Low valuations: Stocks in the Bovespa Index have been trading at a multiple of 7.3 forward earnings, which is quite a bit cheaper than the 15.3 P/E ratio for the S&P 500, leaving Brazilian shares significantly undervalued.
Commodities: Brazil is the biggest net exporter in the world, according to the USDA, is the world’s second-largest iron-ore producer, is one of the top 5 producers of 34 separate commodities and is a leading exporter of oil. Brazil also is a leading producer of alternative energy commodities, manufacturing more ethanol in a year than the combined output of Europe and Asia.

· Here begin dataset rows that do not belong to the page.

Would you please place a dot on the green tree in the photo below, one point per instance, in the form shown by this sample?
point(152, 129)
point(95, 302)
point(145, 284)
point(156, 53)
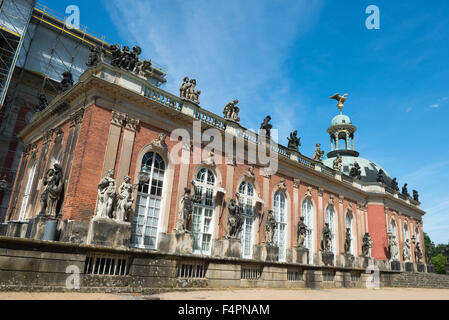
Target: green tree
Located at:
point(439, 262)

A look at a sampling of the larger ETFs invested in Brazil shows the iShares MSCI Brazil ETF (EWZ), which is heavily invested in the financial, basic materials and oil and gas sectors, up nearly 13% for the year after posting a more than 40% gain in April. Likewise, the very similar Franklin FTSE Brazil ETF (FLBR) is up more than 12% for the year. Latin American-focused funds with substantial holdings of Brazilian companies have also showed gains, with Brazilian shares offsetting losses from stock of other regions.
As for investing risks, beyond a potential global recession or lower Chinese commodity demand if COVID-19 lockdowns spread, turmoil from any domestic policy changes also are a factor. Even in the aftermath of the presidential election, analysts don’t expect much impact thanks to a centrist Brazilian congress.

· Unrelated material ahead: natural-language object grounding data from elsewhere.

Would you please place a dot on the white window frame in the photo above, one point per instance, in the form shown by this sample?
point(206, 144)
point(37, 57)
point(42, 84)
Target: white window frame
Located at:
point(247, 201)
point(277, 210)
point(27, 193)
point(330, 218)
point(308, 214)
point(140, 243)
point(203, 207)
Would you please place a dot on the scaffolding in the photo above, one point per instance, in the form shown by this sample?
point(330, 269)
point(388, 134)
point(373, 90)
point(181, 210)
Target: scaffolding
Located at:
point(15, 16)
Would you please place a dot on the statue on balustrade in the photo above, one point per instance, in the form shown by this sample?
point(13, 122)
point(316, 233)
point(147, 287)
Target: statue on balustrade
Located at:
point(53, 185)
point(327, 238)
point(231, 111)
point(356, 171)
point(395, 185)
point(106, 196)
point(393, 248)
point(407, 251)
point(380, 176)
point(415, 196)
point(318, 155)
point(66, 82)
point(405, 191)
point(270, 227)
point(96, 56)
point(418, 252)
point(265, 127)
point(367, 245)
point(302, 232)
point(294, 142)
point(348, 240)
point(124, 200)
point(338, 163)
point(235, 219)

As Czerwonko of UBS Global Wealth Management conlcuded: “ In our baseline scenario, however, we believe the fundamentals stars are aligning in Brazil, offering opportunities to global investors.”
Brazil presents potential investment opportunities for investors, particularly in its 84-stock Bovespa Index, best known as Ibovespa. based on Brazil’s GDP growth, low stock valuations and the strength of its commodities.